My Press
- Format: Compact
- Owner(s): Sergio Cara Pedro Basilio
- Founder(s): Sergio Cara Pedro Basilio
- Editor: Lidia Rivera
- Founded: January 12, 2016; 9 years ago (as My Press Zone)
- Headquarters: Av. Insurgentes Sur 1752, Oficina 301 CP. 01030 Mexico City
- Country: Mexico
- Circulation: Monthly
- Website: www.mypress.mx

= My Press =

My Press is a Mexican newspaper founded in Mexico City by Sergio Cara and Pedro Basilio in December 2015, but it was not formally constituted until January 12, 2016. It debuted as a print medium in Mexico City on October 1, 2016.

It is distributed in its free printed version in 80 key areas of the capital such as Santa Fe and Polanco, as well as in the VIP waiting rooms in the Benito Juárez International Airport of Mexico City. Its digital version is updated daily through its official website.
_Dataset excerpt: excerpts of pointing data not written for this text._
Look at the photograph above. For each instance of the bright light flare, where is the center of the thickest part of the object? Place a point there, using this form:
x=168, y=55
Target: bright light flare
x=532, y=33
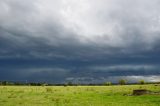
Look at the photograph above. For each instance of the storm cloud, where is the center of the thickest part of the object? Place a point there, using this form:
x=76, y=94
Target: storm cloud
x=57, y=40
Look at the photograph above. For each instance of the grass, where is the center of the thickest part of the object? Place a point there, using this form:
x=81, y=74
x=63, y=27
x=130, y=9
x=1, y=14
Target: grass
x=77, y=96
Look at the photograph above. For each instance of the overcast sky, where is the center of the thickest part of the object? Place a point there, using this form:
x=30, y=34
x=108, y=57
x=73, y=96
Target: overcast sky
x=79, y=40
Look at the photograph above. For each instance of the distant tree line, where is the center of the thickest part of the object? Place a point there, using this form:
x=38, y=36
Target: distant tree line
x=120, y=82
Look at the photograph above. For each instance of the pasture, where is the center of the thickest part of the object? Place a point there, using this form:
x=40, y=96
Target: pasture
x=119, y=95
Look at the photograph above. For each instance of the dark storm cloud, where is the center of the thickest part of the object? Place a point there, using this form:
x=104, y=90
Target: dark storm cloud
x=56, y=40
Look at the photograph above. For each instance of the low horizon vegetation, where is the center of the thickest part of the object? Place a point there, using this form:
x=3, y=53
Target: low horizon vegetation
x=116, y=95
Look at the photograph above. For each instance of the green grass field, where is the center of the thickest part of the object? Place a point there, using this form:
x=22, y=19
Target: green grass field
x=77, y=96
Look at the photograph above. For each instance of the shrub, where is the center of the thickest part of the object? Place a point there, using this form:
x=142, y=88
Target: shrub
x=122, y=82
x=107, y=83
x=141, y=82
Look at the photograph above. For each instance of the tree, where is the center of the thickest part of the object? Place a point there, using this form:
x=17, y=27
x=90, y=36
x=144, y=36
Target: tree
x=122, y=82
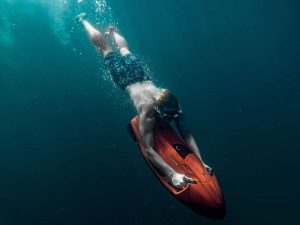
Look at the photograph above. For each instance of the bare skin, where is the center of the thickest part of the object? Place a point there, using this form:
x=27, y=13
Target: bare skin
x=142, y=94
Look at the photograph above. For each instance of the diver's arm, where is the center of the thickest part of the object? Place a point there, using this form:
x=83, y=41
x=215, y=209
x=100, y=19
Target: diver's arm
x=187, y=135
x=147, y=123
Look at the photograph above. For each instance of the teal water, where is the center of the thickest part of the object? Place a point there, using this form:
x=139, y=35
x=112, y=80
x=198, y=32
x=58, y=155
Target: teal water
x=65, y=156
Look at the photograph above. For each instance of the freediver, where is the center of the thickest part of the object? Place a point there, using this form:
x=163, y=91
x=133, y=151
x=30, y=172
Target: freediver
x=154, y=105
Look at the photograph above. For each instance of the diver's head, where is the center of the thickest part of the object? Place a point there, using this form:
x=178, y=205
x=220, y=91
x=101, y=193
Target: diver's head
x=166, y=106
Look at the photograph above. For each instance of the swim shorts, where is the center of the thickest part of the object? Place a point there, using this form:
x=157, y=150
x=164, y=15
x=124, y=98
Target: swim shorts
x=125, y=70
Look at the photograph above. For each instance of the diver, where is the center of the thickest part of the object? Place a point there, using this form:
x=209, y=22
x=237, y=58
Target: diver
x=154, y=105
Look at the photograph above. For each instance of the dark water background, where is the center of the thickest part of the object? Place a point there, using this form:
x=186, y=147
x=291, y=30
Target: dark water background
x=65, y=157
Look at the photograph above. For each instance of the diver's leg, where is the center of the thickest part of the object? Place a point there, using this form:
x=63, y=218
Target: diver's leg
x=95, y=36
x=120, y=41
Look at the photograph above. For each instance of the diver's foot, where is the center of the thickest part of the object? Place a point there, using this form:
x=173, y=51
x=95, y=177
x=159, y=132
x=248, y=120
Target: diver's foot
x=110, y=31
x=80, y=17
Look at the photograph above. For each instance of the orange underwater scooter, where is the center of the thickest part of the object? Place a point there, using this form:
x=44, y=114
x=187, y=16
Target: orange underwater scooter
x=205, y=197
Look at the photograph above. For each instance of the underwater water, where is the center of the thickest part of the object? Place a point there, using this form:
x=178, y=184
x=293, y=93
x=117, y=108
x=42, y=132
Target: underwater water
x=65, y=156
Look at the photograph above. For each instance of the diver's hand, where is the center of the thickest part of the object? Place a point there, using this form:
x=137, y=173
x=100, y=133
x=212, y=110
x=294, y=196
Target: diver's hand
x=180, y=180
x=209, y=169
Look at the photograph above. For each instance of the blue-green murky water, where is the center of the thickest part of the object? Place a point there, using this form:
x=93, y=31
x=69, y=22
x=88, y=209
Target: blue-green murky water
x=65, y=157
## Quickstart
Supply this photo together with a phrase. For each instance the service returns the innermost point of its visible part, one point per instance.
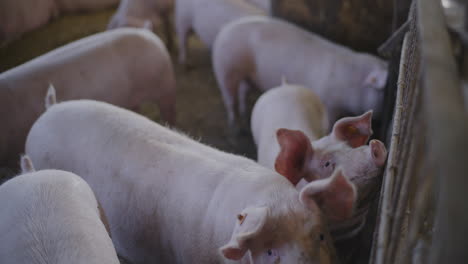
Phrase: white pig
(171, 199)
(291, 120)
(206, 18)
(144, 13)
(125, 67)
(257, 50)
(20, 16)
(52, 216)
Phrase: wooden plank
(447, 131)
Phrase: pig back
(211, 16)
(52, 216)
(122, 67)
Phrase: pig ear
(376, 79)
(335, 196)
(295, 148)
(248, 226)
(26, 164)
(148, 25)
(378, 152)
(355, 131)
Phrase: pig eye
(321, 237)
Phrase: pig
(206, 18)
(125, 67)
(291, 120)
(144, 13)
(20, 16)
(263, 4)
(254, 51)
(171, 199)
(52, 216)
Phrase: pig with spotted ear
(185, 202)
(52, 216)
(289, 125)
(250, 52)
(149, 14)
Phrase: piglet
(144, 13)
(171, 199)
(288, 125)
(20, 16)
(52, 216)
(125, 67)
(206, 18)
(257, 50)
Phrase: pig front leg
(231, 86)
(167, 27)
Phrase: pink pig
(206, 18)
(20, 16)
(290, 121)
(125, 67)
(259, 50)
(144, 13)
(52, 216)
(171, 199)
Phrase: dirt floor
(200, 110)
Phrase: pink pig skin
(260, 50)
(52, 216)
(289, 122)
(125, 67)
(171, 199)
(206, 18)
(144, 13)
(20, 16)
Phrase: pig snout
(378, 152)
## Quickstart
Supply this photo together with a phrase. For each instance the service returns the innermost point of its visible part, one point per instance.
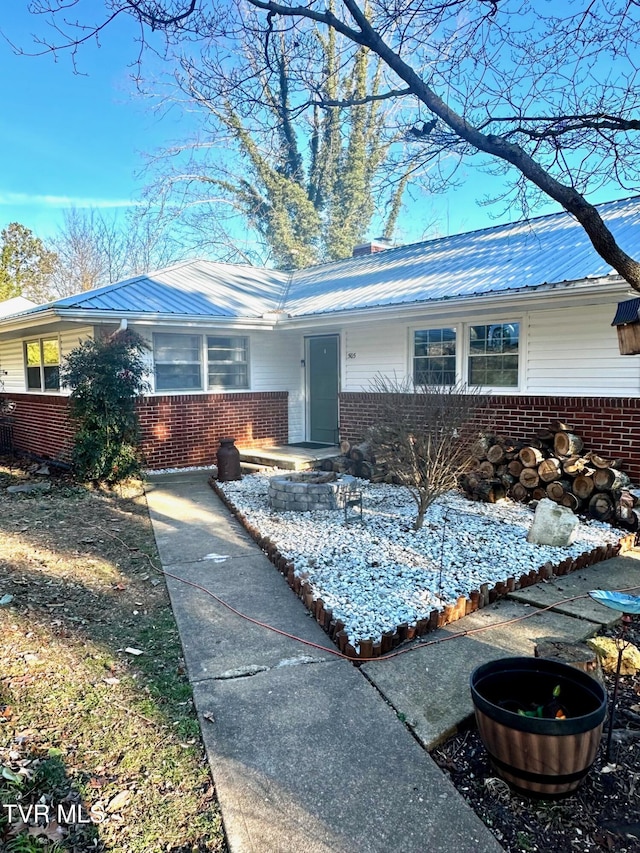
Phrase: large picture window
(493, 355)
(178, 362)
(228, 362)
(42, 358)
(434, 357)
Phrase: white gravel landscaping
(382, 573)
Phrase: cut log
(575, 465)
(486, 469)
(601, 506)
(570, 500)
(583, 486)
(601, 462)
(495, 454)
(530, 457)
(557, 490)
(578, 655)
(481, 446)
(360, 452)
(366, 470)
(628, 517)
(515, 467)
(567, 444)
(560, 426)
(550, 469)
(520, 493)
(497, 492)
(610, 479)
(529, 478)
(546, 437)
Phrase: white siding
(276, 365)
(371, 348)
(575, 351)
(12, 354)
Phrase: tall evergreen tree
(305, 174)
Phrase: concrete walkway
(306, 754)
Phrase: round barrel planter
(538, 756)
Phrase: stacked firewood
(359, 461)
(555, 465)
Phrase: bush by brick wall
(609, 426)
(177, 432)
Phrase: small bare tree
(424, 435)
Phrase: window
(42, 358)
(177, 360)
(434, 357)
(493, 355)
(228, 362)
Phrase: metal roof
(193, 288)
(528, 255)
(547, 250)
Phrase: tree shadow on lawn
(79, 566)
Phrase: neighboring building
(522, 310)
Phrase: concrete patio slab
(191, 524)
(615, 574)
(310, 758)
(430, 685)
(216, 640)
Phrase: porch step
(254, 467)
(284, 456)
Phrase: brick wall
(186, 430)
(610, 426)
(41, 425)
(177, 432)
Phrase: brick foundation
(177, 432)
(185, 430)
(610, 426)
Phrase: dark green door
(323, 389)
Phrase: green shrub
(106, 376)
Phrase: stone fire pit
(309, 491)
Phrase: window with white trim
(42, 361)
(228, 362)
(178, 362)
(493, 360)
(434, 357)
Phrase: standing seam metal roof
(525, 255)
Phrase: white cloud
(8, 199)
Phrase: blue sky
(78, 139)
(70, 138)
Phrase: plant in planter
(538, 751)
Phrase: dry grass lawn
(90, 730)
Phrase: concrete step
(255, 467)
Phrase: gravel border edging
(437, 618)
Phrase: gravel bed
(376, 575)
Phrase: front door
(323, 388)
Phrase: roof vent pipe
(379, 244)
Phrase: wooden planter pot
(538, 757)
The edition of the newspaper is printed monthly and has 16 color pages. According to its own founder, My Press was born as a printed media making use of digital strategies, being one of the few that use this hybrid model.

According to the Mexican newspaper 20 Minutos, My Press differs from other newspapers like Publimetro, 24 Horas, EstiloDF and MásporMás for its focus on news and business targeted to Generation X and Millennials.